Lancer as a WesternRating: 1 likes, 0 dislikes
Lancer, created by Sam Peeples, aired in September of 1968; at the end of the long era of TV westerns. Although, at its debut, it was compared to both Bonanza and Big Valley, the show was not a clone of these earlier western dramas.
Lancer was more intense, and its characters more complex. The hour long pilot (with minimum edits) was the most powerful of the shows that were broadcast. Taking place in the early 1870's, the story began with an introduction to the two Lancer sons: Scott, a privlidged Bostonian (Wayne Maunder); and Johnny (James Stacy), a young man about to die in front of a Mexican firings squad.
The fates bring them together in California when both young men are passengers on a stage heading for Morro Coyo. There is a playful exchange between the two even before the stage arrives in town: the brash young pistolero teasing what he perceives to be some eastern dandy.
When the stage arrives in Morro Coyo, it is greeted by the young woman, Teresa O'Brien. When she calls out for Mr. Lancer, both young men respond. Things get even more interesting from there.

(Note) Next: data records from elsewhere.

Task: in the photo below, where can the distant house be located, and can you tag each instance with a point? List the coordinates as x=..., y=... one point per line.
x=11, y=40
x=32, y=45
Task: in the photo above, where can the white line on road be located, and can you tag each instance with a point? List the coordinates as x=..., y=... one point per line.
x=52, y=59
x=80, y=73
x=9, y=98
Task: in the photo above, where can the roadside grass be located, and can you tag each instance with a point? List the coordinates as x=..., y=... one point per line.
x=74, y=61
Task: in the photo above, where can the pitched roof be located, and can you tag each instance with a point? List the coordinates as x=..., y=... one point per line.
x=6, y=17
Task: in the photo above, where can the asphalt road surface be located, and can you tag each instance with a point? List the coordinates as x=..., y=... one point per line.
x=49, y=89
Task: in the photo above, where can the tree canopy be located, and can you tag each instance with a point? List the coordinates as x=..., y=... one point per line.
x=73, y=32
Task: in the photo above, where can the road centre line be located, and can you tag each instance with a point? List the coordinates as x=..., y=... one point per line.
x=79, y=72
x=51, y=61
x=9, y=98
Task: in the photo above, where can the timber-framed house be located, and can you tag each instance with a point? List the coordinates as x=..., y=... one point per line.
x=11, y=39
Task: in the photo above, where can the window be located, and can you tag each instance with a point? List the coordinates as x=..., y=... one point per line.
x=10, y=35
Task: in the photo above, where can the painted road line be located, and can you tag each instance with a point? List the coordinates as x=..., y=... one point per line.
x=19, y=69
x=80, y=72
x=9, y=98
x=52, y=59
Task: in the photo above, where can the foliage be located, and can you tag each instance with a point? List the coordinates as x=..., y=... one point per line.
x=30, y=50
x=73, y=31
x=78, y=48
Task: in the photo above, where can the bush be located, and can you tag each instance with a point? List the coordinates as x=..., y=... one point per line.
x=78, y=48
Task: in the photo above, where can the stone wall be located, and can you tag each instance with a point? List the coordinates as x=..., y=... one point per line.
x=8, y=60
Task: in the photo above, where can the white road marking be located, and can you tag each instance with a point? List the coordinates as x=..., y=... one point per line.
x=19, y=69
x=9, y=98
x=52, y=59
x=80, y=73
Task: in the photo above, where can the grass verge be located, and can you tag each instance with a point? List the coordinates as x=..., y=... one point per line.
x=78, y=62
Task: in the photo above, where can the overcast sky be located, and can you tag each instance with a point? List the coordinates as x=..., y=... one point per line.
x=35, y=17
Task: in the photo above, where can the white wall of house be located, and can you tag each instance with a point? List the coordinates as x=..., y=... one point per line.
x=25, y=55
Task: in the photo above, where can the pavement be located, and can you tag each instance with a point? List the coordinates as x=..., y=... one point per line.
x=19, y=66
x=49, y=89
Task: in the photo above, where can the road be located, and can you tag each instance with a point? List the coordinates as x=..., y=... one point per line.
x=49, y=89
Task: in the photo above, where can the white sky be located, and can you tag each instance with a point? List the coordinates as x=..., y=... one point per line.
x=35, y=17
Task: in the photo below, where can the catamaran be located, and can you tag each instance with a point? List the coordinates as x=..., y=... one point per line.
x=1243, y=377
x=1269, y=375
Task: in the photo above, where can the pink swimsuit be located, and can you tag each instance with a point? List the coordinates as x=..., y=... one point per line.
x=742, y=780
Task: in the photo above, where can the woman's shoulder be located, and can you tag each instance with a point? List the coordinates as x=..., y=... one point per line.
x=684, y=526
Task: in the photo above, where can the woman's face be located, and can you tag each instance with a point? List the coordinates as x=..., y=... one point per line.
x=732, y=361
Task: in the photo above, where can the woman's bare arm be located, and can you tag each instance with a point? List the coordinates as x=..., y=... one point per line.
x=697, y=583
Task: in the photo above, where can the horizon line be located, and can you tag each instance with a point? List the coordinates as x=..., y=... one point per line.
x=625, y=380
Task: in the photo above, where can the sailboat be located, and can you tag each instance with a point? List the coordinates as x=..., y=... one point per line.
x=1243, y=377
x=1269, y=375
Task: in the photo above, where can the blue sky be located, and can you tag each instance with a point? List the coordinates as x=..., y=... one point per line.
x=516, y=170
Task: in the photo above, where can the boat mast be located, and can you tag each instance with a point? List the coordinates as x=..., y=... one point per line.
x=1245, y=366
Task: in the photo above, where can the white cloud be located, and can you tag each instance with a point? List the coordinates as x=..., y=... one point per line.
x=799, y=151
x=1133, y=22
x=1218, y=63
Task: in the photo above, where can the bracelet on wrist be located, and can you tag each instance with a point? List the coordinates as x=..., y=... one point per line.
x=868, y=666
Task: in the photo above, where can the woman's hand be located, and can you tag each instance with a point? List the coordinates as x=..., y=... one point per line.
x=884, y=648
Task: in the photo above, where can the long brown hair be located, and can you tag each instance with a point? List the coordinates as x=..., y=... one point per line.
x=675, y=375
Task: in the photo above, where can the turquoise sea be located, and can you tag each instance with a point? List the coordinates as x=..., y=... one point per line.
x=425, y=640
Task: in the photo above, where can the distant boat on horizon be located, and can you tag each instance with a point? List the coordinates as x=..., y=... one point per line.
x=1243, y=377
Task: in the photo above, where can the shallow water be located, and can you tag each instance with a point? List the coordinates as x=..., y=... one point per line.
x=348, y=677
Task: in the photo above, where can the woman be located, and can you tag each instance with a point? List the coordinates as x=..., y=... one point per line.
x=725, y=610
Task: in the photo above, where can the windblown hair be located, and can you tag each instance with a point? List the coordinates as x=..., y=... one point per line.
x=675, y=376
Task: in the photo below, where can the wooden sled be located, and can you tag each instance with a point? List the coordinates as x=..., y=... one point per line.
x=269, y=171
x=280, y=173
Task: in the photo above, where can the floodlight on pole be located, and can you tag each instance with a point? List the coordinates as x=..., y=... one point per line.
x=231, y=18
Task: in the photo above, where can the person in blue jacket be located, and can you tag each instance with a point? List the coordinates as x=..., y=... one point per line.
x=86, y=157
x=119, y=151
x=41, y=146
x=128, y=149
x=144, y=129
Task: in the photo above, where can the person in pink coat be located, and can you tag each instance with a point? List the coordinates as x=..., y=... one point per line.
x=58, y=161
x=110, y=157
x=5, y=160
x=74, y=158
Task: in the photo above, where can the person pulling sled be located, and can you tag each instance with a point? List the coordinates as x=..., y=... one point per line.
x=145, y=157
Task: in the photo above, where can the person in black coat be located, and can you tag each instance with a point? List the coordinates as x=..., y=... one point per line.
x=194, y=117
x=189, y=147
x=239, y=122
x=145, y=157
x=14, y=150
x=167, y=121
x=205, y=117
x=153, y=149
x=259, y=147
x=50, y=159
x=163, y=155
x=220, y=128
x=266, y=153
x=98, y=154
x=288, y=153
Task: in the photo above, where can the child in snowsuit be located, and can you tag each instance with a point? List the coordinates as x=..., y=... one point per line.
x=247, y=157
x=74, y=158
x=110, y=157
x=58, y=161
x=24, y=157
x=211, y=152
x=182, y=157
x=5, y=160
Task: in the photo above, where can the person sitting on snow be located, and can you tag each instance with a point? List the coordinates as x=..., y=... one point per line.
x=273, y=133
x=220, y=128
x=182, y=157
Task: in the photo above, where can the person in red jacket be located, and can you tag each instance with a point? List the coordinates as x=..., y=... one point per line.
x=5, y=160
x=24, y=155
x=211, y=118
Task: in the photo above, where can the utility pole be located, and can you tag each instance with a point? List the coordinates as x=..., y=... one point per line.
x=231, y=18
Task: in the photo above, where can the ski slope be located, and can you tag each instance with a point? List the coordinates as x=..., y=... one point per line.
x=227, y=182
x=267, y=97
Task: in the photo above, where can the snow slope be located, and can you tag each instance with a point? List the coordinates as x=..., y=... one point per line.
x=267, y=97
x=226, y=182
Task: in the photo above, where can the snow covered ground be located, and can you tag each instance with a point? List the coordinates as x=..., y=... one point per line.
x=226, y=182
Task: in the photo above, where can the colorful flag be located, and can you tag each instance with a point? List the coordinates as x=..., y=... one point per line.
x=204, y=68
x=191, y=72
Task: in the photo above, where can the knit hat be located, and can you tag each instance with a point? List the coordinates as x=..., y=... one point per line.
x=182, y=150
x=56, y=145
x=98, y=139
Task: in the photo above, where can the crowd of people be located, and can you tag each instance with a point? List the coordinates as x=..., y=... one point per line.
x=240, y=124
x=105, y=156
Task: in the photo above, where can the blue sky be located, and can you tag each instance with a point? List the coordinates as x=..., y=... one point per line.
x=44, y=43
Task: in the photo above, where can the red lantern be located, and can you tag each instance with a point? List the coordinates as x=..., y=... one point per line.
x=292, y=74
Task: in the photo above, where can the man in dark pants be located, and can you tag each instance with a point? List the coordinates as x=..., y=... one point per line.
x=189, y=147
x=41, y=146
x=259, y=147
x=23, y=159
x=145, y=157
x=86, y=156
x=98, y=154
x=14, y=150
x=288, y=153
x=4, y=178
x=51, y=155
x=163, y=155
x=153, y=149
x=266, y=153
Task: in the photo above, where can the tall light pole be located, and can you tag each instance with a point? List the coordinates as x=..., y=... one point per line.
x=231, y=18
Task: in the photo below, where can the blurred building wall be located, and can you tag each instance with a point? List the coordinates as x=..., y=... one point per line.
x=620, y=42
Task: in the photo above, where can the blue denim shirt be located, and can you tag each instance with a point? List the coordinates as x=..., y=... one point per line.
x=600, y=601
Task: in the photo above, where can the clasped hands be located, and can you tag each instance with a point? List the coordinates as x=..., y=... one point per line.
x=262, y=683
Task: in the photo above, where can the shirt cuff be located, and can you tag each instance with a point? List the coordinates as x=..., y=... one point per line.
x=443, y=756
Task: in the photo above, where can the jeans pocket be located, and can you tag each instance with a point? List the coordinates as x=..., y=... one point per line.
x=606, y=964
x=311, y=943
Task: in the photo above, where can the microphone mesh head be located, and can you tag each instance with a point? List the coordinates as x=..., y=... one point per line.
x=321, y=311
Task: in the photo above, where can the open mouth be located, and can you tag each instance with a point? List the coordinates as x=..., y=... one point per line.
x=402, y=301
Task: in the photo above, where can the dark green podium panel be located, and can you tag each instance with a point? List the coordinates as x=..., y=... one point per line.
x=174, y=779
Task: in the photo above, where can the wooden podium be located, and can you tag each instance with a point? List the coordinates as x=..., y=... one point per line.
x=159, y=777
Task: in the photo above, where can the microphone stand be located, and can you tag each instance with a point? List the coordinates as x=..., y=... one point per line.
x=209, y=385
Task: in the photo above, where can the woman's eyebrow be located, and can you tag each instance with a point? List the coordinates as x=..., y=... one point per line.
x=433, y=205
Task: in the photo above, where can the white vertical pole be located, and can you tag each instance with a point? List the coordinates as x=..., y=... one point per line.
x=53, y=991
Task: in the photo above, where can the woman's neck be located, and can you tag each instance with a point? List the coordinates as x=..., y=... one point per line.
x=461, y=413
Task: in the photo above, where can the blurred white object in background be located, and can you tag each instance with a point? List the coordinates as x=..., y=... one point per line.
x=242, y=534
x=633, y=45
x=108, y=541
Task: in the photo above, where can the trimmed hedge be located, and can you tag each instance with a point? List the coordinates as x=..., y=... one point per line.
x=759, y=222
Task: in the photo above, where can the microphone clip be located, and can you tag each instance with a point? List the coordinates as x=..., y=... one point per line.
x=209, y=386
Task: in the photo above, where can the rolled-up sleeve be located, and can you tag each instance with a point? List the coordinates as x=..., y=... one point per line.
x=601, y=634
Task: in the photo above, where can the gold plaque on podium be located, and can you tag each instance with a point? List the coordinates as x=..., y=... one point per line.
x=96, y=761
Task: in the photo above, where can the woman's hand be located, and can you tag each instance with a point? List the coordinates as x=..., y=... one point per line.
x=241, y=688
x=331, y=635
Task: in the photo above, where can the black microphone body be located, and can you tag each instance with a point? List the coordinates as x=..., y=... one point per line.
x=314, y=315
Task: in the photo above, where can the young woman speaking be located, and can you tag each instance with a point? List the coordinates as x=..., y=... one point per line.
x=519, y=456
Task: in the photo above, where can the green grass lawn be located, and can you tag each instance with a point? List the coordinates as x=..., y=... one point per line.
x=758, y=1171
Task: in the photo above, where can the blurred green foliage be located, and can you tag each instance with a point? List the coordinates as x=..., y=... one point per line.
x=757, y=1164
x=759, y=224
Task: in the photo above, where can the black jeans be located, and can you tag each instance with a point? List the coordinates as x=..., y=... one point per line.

The meeting with their father (Andrew Duggan) is tense: both young men obviously have questions as to why the man has been absent from their life. Before any questions can be broached, the fire bell rings, and the ranch is attacked by the outlaw and landgrabber, Day Pardee.
And so the adventure begins: father and sons reunited in a common cause to save their land. It is going to be a bumpy ride.